Group D, which is found only at site K2 in Kouzushima, includes Tetraclita sp., V. tokyoensis, C. leana, and L. curta (Table 2). Based on the vertical distribution of living species, the minimum total uplift of Group D since the time of active growth is estimated to be 11.0 m (sample K22). Since the other groups are not seen at site K2, the total amount of uplift over events 1–3, which ranges from 2.9 m (site K3) to 7.7 m (at site K1), indicates 3.3–8.1 m of uplift during event 4.

The 14C ages of Group D specimens lie in the range AD 161–686, indicating that the timing of event 4 overlaps volcanic activity that occurred about 230 years before the AD 838 eruption of Kouzushima (Togashi 1984). Thus, we propose that uplift event 4 was related to this volcanic activity, as well as strong earthquakes (i.e., M W ≥ 6.0) and dike intrusion.

At Shikinejima, the non-calibrated 14C ages of T. chinensis, Tetraclita japonica, Megabalanus rosa, and Saccostrea kegaki (Table 1) presented by Ota et al. (1983) are older than those obtained in this study (Fig. 11). Four specimens (GaK-9717, GaK-9718, GaK-9720, and GaK-9721) have elevations similar to those of Group B, so it is likely that their 14C ages were influenced by contamination by dead carbon after being uplifted with Group B. Spurgeon et al. (2003) obtained radiocarbon dates of shells and cements of carbonate-cemented shell debris located along the coast of the Florida Peninsula, USA. Their results show that the cement ages were 1400–1600 years older than those of the shells.
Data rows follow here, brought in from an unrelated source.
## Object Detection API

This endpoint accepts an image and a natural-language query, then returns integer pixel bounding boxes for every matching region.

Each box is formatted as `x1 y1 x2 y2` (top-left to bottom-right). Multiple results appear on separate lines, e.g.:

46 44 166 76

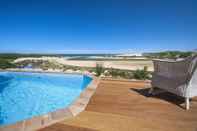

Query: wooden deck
40 80 197 131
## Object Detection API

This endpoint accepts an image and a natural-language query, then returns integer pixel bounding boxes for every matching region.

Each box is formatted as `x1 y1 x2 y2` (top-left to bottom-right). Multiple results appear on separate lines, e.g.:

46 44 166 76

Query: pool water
0 72 92 126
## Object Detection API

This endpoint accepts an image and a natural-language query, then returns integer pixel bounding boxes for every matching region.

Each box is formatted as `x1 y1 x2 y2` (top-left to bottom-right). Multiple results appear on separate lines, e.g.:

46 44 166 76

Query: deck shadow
130 88 185 108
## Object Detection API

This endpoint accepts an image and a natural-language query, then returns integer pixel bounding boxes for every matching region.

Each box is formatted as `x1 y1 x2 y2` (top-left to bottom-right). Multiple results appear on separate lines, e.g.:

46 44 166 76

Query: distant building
116 53 142 57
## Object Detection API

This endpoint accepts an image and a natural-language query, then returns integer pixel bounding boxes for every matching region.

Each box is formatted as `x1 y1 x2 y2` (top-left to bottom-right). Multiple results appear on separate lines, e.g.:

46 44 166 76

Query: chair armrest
153 59 189 77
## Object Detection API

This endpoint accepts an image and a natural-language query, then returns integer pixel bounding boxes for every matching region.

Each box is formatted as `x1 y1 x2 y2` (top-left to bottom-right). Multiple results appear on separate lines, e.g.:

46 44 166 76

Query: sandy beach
14 57 153 71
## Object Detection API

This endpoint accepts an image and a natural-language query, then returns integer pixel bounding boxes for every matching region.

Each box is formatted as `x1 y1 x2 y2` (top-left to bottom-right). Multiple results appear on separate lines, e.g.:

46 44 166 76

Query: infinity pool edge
0 70 100 131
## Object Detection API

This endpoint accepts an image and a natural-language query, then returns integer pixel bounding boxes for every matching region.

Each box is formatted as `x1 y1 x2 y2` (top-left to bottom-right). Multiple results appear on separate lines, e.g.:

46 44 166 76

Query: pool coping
0 70 100 131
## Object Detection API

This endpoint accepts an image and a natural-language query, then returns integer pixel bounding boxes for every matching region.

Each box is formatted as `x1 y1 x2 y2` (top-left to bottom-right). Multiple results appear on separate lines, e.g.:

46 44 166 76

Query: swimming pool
0 72 92 126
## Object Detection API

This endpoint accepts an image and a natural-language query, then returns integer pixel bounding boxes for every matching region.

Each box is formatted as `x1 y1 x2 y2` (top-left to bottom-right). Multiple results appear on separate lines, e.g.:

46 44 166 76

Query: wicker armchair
150 55 197 110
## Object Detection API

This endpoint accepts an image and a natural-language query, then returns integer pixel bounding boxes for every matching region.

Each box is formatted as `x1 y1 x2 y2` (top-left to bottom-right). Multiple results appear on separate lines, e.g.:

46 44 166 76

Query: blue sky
0 0 197 53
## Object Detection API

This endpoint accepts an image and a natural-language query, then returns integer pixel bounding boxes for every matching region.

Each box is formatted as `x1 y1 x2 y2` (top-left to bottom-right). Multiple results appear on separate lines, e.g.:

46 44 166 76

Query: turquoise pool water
0 72 92 126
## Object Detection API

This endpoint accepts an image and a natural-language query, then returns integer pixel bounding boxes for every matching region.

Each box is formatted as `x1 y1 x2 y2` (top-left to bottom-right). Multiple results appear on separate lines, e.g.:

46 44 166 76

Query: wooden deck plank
41 80 197 131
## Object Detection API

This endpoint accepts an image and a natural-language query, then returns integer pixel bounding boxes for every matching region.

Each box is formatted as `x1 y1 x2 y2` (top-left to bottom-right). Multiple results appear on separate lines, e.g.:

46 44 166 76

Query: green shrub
95 63 104 76
133 66 149 80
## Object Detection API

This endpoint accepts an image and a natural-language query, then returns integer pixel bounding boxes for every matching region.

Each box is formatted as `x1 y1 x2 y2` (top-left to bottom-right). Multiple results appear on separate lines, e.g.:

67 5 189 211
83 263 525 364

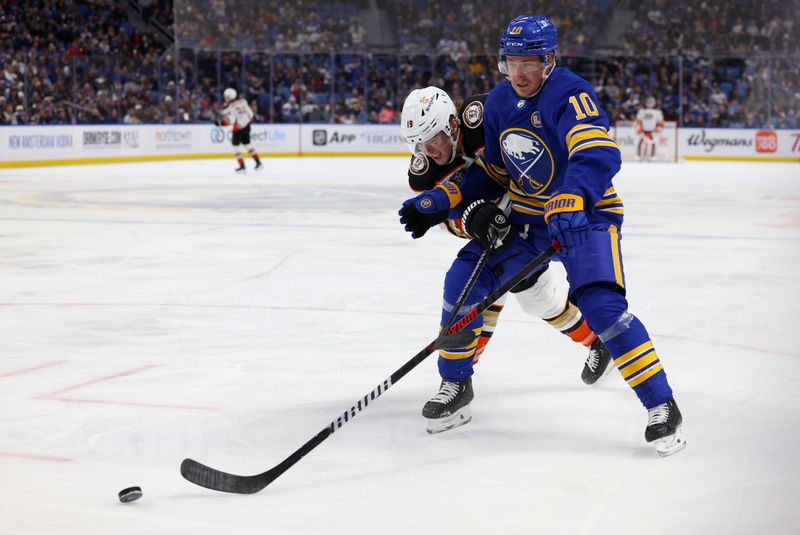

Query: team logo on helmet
500 128 555 195
463 100 483 128
409 153 428 175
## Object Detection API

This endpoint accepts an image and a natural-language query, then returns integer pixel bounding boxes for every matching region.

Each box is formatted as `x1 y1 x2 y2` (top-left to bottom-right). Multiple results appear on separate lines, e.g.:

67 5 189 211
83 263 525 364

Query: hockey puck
119 487 142 503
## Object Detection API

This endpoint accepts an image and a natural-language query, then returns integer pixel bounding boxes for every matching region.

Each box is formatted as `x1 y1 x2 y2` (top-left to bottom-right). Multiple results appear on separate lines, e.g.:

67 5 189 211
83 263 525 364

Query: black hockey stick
433 234 494 350
181 241 561 494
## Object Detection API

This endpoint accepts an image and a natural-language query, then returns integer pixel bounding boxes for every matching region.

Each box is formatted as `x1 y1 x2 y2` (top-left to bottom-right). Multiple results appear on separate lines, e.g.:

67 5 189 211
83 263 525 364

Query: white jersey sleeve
636 108 664 132
222 98 255 130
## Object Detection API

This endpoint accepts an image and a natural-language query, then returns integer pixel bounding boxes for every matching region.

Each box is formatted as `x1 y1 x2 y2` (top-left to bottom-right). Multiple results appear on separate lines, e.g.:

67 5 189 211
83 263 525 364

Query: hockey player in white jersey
636 97 664 161
214 87 263 173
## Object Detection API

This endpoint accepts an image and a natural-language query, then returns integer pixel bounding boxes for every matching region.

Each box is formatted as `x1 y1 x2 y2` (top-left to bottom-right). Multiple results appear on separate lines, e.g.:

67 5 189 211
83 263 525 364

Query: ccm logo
756 130 778 152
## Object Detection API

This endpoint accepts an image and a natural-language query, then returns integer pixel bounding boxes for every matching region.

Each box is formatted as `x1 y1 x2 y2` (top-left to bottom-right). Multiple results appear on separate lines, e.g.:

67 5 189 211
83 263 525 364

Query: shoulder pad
408 154 464 191
460 94 486 158
460 94 486 130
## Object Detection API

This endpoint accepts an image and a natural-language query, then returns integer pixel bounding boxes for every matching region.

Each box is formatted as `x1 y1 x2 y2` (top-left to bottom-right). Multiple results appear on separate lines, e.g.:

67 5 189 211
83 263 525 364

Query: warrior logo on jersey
409 153 428 175
500 128 555 195
463 100 483 128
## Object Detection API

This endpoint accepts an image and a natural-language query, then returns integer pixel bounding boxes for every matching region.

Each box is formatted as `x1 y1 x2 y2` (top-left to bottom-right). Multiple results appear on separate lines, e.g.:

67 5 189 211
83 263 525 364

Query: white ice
0 158 800 535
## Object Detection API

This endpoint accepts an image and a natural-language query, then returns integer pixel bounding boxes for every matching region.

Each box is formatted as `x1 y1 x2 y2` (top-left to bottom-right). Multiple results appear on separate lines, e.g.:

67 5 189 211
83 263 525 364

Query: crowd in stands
0 0 800 128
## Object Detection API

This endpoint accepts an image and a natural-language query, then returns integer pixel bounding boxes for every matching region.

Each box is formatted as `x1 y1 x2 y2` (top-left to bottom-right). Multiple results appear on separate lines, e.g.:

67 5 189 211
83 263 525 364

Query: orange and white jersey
222 98 255 130
636 108 664 132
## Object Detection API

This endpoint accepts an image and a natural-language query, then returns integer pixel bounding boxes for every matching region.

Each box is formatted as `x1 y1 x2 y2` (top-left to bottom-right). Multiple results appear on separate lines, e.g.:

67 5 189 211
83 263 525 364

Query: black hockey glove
461 199 511 249
398 187 450 239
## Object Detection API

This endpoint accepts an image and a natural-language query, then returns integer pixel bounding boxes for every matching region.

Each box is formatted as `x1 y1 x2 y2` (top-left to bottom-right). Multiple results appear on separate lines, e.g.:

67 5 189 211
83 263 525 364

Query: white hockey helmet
400 86 457 161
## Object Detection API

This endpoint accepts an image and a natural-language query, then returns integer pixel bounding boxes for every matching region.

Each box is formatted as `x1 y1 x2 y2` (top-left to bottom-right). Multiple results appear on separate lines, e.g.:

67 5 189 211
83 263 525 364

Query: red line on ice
36 364 160 399
47 397 217 411
0 359 69 379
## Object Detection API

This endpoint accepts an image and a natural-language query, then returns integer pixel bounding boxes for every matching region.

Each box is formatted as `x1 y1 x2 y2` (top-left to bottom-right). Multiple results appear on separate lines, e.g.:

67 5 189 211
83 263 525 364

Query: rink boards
0 124 800 167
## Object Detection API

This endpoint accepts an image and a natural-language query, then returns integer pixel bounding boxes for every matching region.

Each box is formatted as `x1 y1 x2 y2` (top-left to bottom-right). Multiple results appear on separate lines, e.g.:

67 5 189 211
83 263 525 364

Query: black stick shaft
181 241 561 494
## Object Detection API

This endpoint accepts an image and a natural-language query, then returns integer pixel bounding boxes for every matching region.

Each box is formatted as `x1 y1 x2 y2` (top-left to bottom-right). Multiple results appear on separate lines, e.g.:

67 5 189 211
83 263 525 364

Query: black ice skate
644 398 686 457
422 377 475 434
581 336 614 385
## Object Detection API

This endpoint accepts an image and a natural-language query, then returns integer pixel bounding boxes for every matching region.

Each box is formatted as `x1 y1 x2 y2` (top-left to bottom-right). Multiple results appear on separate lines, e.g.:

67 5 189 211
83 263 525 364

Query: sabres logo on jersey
500 128 555 195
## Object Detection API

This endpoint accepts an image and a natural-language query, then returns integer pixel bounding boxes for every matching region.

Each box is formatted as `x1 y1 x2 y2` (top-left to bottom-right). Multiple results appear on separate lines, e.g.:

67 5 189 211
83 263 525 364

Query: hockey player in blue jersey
400 86 613 382
401 16 686 456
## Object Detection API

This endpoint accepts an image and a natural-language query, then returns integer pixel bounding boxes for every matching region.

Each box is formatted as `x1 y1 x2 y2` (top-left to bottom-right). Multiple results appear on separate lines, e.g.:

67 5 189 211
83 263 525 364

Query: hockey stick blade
181 459 280 494
181 241 561 494
181 459 271 494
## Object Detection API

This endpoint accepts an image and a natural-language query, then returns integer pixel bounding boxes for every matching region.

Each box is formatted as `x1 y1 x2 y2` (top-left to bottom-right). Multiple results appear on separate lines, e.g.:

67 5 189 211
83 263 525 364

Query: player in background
401 16 686 456
214 87 263 173
400 86 612 382
636 97 664 161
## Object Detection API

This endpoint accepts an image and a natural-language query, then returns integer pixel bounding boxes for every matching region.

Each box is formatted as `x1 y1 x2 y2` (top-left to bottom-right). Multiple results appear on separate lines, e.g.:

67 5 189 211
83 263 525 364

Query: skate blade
425 405 472 435
581 359 614 386
653 424 686 457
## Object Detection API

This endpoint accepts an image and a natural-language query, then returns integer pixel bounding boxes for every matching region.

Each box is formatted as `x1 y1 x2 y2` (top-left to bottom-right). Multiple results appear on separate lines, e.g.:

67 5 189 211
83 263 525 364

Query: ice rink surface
0 158 800 535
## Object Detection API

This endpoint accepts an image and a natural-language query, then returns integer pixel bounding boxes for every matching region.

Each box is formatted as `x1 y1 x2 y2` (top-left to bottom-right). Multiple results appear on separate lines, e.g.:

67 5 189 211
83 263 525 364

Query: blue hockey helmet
499 15 558 74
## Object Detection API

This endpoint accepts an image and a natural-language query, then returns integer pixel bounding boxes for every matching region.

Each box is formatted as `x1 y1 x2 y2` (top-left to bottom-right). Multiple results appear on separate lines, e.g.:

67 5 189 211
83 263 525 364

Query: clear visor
498 56 547 76
413 130 453 156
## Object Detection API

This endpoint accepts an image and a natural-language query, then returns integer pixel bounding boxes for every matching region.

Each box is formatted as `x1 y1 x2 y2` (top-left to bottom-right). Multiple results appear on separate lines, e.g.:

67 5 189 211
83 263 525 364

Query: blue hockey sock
576 285 672 409
600 312 672 409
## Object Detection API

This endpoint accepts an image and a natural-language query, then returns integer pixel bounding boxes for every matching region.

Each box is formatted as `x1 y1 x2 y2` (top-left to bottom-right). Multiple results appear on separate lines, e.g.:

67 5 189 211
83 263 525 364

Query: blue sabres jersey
461 68 623 227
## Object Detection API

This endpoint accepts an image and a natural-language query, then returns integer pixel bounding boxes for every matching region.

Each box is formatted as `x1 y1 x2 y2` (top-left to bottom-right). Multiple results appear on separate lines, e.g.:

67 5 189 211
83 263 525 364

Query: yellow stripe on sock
628 362 664 388
614 340 653 368
619 349 658 380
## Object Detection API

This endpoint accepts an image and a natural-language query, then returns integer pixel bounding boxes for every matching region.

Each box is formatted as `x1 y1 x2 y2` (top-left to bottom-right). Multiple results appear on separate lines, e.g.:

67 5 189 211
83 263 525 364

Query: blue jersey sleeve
552 77 622 207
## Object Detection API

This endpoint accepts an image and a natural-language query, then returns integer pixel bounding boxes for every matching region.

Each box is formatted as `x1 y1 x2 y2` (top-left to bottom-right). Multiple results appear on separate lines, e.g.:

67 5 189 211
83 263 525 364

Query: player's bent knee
575 284 630 341
513 269 568 318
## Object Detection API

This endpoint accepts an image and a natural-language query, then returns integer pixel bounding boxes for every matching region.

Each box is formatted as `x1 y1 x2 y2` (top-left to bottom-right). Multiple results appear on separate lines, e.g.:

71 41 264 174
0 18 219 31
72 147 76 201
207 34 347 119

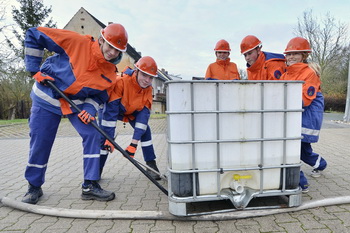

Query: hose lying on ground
0 196 350 221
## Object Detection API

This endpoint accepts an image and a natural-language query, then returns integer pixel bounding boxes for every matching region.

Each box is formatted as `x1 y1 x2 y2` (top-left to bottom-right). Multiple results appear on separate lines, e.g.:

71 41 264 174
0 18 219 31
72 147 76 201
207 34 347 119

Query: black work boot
22 184 43 205
146 160 161 180
81 180 115 201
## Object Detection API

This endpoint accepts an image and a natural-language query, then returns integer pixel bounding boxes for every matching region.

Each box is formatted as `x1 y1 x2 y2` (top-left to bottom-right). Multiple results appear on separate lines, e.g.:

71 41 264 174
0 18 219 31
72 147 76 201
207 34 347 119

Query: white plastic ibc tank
167 81 302 195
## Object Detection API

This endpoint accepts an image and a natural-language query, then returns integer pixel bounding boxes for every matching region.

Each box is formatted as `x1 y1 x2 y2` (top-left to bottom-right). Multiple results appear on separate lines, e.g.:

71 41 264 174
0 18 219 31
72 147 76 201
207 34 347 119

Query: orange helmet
284 37 311 54
241 35 261 54
101 23 128 52
214 40 231 52
135 56 158 77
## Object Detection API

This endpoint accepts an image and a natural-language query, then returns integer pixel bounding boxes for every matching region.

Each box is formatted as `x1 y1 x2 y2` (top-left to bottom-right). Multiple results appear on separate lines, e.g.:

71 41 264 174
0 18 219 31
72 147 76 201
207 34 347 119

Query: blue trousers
100 120 156 170
25 105 100 187
300 142 327 171
299 171 309 189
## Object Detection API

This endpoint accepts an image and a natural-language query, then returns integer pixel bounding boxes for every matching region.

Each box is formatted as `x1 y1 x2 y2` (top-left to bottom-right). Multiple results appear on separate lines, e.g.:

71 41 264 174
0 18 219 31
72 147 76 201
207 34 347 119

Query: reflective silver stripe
24 47 44 57
141 140 153 147
33 83 61 107
301 128 320 136
27 163 47 168
101 120 117 127
313 156 321 169
85 98 100 111
72 100 84 105
135 122 147 130
83 154 100 159
100 150 108 155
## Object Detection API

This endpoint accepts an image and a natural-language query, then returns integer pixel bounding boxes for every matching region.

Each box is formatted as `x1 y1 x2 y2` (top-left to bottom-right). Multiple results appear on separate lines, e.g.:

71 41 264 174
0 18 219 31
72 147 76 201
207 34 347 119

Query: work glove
31 72 55 85
125 143 137 158
104 139 114 153
78 110 95 125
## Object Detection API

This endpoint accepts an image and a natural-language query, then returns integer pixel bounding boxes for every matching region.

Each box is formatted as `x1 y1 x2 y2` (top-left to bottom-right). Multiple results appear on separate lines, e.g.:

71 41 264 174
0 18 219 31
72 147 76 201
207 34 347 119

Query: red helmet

Spurgeon et al. (2003) proposed that dead carbon was introduced during the dissolution–cementation process, causing the cement to yield dates much older than when cementation likely occurred. On the other hand, the elevations of two specimens (GaK-9719 and GaK-9722) are ~ 1.1 m higher than in Group B. This may indicate that uplift took place before uplift event 2. However, no further comparison between the results of Ota et al. (1983) and this study is possible, because we cannot measure the 14C ages of the specimens examined by Ota et al. (1983).

Conclusions

We re-examined Holocene crustal movements at Niijima, Jinaijima, Shikinejima, and Kouzushima based on marine species compositions and determined the AMS 14C ages of emerged sessile assemblages. Our conclusions are as follows:

  1. 1.

    We identified four groups of emerged sessile assemblages that we infer to have been uplifted during four rapid events (uplift events 1–4). The ages of these events are estimated to be after AD 1950, AD 786–1891, AD 600–1165, and AD 161–686, respectively. The minimum amounts of uplift during events 1–4 are estimated to be 0.4–0.9, 2.4–2.6, 3.6, and 3.3–8.1 m, respectively.

  2. 2.

    Uplift event 1 was caused by the appearance of a pressure source and dike intrusion associated with the AD 2000 eruption of Miyakejima Volcano. These mechanisms, along with strong earthquakes, are the most likely causes of uplift events 2, 3, and 4. Considering the timing of uplift event 2, there is the possibility that the AD 1498 Meio earthquake caused the event. The volcanic eruption of AD 838 and a previous eruptive episode in Kouzushima are also candidate mechanisms for uplift events 3 and 4, respectively.